Overall, the majority of the subjects were able to become desensitized and a smaller subset were able to obtain sustained unresponsiveness after long-term peanut SLIT.
Walnut and Tree Nut Oral Immunotherapy
A group of subjects with a median age of 9 years old received 142 weeks of open label walnut oral immunotherapy after completing 38 weeks of blind, placebo-controlled treatment. The goal was to find how well the therapy desensitized the patients from walnut, as well as to a second tree nut such as pecans, cashew, hazelnut, and pistachios.
“Nine subjects underwent an oral food challenge by week 142. Desensitization to both walnut and a test tree nut was observed in 7 out of the 9 subjects,” said Robbie D. Pesesk, MD. “After four weeks off of walnut oral immunotherapy four out of those seven patients who were desensitized, or 57%, also demonstrated sustained unresponsiveness to walnuts and tree nuts and six out of seven subjects had sustained unresponsiveness to just walnut.”
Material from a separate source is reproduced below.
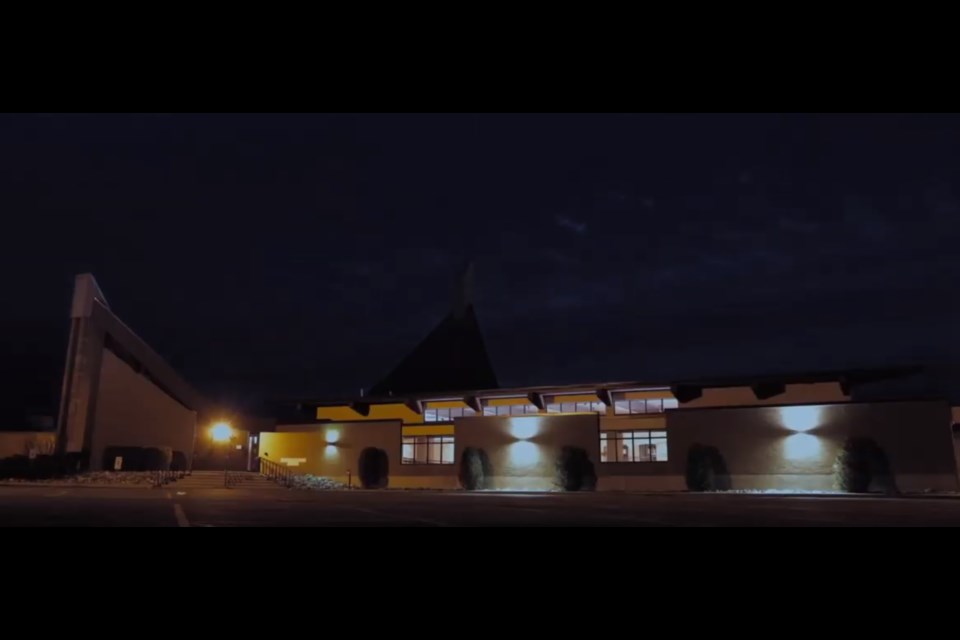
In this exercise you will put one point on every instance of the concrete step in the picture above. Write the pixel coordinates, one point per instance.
(214, 479)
The study is currently ongoing with additional subjects.
Wheat Oral Immunotherapy
Forty-six patients underwent a series of double-blind placebo-controlled food challenges to determine the safety and effectiveness of wheat oral immunotherapy. At each benchmark, the active group treated with a high-gluten, wheat-flour demonstrated higher successfully consumed doses.
“Lower and high dose wheat oral immunotherapy significantly increased the successful consumed dose of wheat one year into the study compared to the placebo,” said Robert A. Wood, MD, FAAAAI. “The lower and high doses were not statistically different regarding the successfully consumed dose or dosing symptoms.”
After two years of lower dose wheat oral immunotherapy, 30% of patients achieved desensitization and 13% had sustained unresponsiveness even after 8 to 10 weeks off of the therapy.